All decisions on this are now made in Beijing, which imposes its schemes on Russian banks, which are now integrated into the Chinese system. The Russians have no say in the ongoing processes of changing and confirming rules, and are forced to accept the role the Chinese ascribe to them in the "yuan world," which in the context of finance does not recognize any "Russian world."

It is difficult to understand China's economy from the outside, reading it in analogy with Western countries or Russia itself, at least that of the last three decades. Chinese companies compete globally by inserting themselves into global market mechanisms, but at its core China remains a replica of the vanished Soviet Union, only remade with plastic surgery. The planned economy means total control by the central government, in all sectors, and the Russians had long forgotten that.

Russian sinologist Mikhail Karpov reminds his compatriots of the aspects they will now have to get used to again, particularly the division between what must be planned and what can be dealt with privately, creating great confusion in the practitioners, as even the president of the Central Bank, Elvira Nabiullina, continues to warn in Russia.
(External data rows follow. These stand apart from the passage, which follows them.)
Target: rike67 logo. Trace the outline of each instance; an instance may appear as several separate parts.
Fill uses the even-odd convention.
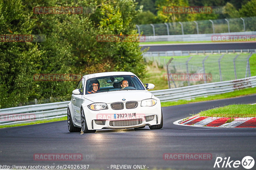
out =
[[[217,157],[215,161],[213,167],[236,168],[239,167],[242,164],[244,168],[249,169],[253,167],[254,163],[254,159],[250,156],[244,157],[242,161],[240,160],[231,160],[230,157],[228,157],[227,160],[226,157],[224,159],[222,159],[221,157]]]

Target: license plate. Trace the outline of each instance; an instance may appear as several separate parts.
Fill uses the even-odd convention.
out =
[[[132,117],[136,116],[136,113],[120,113],[120,114],[114,114],[114,118],[123,118],[125,117]]]

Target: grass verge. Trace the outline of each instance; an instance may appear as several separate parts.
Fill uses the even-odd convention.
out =
[[[64,116],[58,118],[53,118],[47,120],[37,120],[36,121],[28,122],[25,123],[17,123],[12,124],[6,124],[4,125],[0,125],[0,128],[4,128],[5,127],[13,127],[14,126],[24,126],[25,125],[29,125],[30,124],[42,124],[43,123],[47,123],[48,122],[57,122],[57,121],[61,121],[62,120],[66,120],[67,118],[67,116]]]
[[[232,92],[229,92],[228,93],[210,96],[207,97],[204,97],[204,96],[198,97],[195,98],[194,99],[190,100],[181,100],[178,101],[161,102],[161,105],[162,107],[170,106],[188,104],[194,102],[239,97],[249,94],[254,94],[255,93],[256,93],[256,87],[249,88],[239,90],[236,90]]]
[[[256,117],[256,105],[229,105],[201,111],[199,113],[199,115],[201,116],[224,117]],[[232,119],[230,119],[229,122],[232,121]],[[234,120],[233,119],[233,120]]]

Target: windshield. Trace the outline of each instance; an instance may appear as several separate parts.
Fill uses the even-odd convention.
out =
[[[133,75],[93,78],[88,80],[86,84],[86,94],[116,90],[145,90],[144,85]]]

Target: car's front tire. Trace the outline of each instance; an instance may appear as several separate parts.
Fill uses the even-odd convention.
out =
[[[152,125],[152,126],[149,126],[150,129],[159,129],[163,127],[163,125],[164,124],[164,120],[163,119],[163,110],[161,109],[161,122],[160,124],[156,124],[156,125]]]
[[[73,122],[72,121],[72,117],[71,117],[71,114],[70,114],[70,110],[69,107],[68,108],[67,116],[67,117],[68,117],[68,131],[70,132],[81,131],[81,128],[76,127],[74,126],[73,124]]]
[[[81,108],[81,126],[82,127],[82,131],[84,133],[94,133],[96,131],[96,130],[88,130],[84,112],[83,108]]]

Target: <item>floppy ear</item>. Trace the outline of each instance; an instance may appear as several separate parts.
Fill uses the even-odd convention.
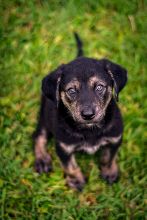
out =
[[[118,101],[118,94],[127,82],[127,70],[107,59],[104,59],[103,61],[105,69],[113,81],[115,98]]]
[[[43,94],[52,100],[58,106],[59,102],[59,85],[63,72],[63,66],[58,67],[55,71],[49,73],[42,80],[42,92]]]

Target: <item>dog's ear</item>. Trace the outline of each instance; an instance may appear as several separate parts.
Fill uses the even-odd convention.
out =
[[[122,66],[113,63],[107,59],[103,59],[105,70],[110,75],[115,92],[115,98],[118,101],[118,94],[123,89],[127,82],[127,70]]]
[[[57,106],[59,102],[59,85],[63,73],[63,67],[64,65],[61,65],[42,80],[43,94],[56,103]]]

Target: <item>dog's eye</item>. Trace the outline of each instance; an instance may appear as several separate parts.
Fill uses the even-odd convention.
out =
[[[101,84],[96,85],[96,87],[95,87],[95,91],[98,91],[98,92],[102,92],[102,91],[104,91],[104,89],[105,89],[105,87]]]
[[[69,95],[69,96],[71,96],[71,97],[74,97],[75,95],[76,95],[76,89],[74,89],[74,88],[70,88],[70,89],[68,89],[67,90],[67,94]]]

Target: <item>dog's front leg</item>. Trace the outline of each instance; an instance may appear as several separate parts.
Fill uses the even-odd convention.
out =
[[[41,130],[34,139],[35,170],[38,173],[48,173],[52,170],[51,156],[46,150],[47,135]]]
[[[68,154],[61,145],[57,146],[57,154],[61,160],[62,167],[66,178],[66,183],[71,188],[82,191],[85,185],[85,178],[76,163],[73,154]]]
[[[100,176],[109,184],[118,180],[119,169],[116,162],[118,146],[106,146],[101,151]]]

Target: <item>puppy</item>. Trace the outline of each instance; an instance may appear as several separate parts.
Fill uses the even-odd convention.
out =
[[[118,179],[116,153],[122,141],[123,123],[116,104],[127,82],[127,71],[107,59],[82,56],[77,34],[77,58],[59,66],[42,81],[42,99],[34,136],[35,169],[49,172],[47,141],[54,136],[67,184],[82,190],[85,178],[74,154],[100,150],[100,174],[108,183]]]

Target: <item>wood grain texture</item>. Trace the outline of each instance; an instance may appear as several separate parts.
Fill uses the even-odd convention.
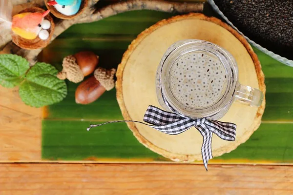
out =
[[[210,41],[226,49],[237,61],[239,82],[258,88],[265,94],[259,61],[244,38],[215,18],[190,13],[161,20],[146,29],[125,53],[117,69],[116,88],[125,120],[139,120],[149,105],[161,107],[155,88],[158,65],[170,45],[187,39]],[[213,156],[229,153],[244,143],[259,126],[265,106],[264,98],[258,108],[233,103],[220,120],[237,124],[236,140],[228,142],[213,136]],[[127,122],[127,125],[140,142],[166,157],[185,162],[202,158],[202,137],[194,128],[174,136],[141,124]]]
[[[0,164],[0,194],[290,195],[287,166]]]
[[[41,159],[42,109],[25,105],[17,88],[0,91],[0,161]]]

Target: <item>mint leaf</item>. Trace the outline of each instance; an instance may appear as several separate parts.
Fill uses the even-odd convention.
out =
[[[27,60],[13,54],[0,55],[0,85],[11,88],[20,84],[29,68]]]
[[[50,64],[36,63],[20,87],[22,101],[28,105],[40,107],[62,100],[67,95],[67,87],[64,80],[56,77],[58,72]]]

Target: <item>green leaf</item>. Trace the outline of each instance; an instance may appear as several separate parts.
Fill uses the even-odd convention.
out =
[[[0,55],[0,85],[11,88],[18,85],[29,68],[27,60],[13,54]]]
[[[40,107],[62,100],[67,95],[65,81],[56,77],[58,71],[45,63],[37,63],[26,74],[20,87],[20,95],[26,104]]]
In addition, there are no clear and shared rules of control because the government in Beijing can impose limits and changes without needing to agree them with anyone.

Finally, the financial market can appear pliable at some times, and suddenly collapse at others, with unexpected and unappealable bankruptcies, depending on the regime's convenience. And the first to be eliminated, should the need arise, will be precisely the Russian partners, now slaves to the yuan, which imposes its golden rule: friends forever, but money has no friends.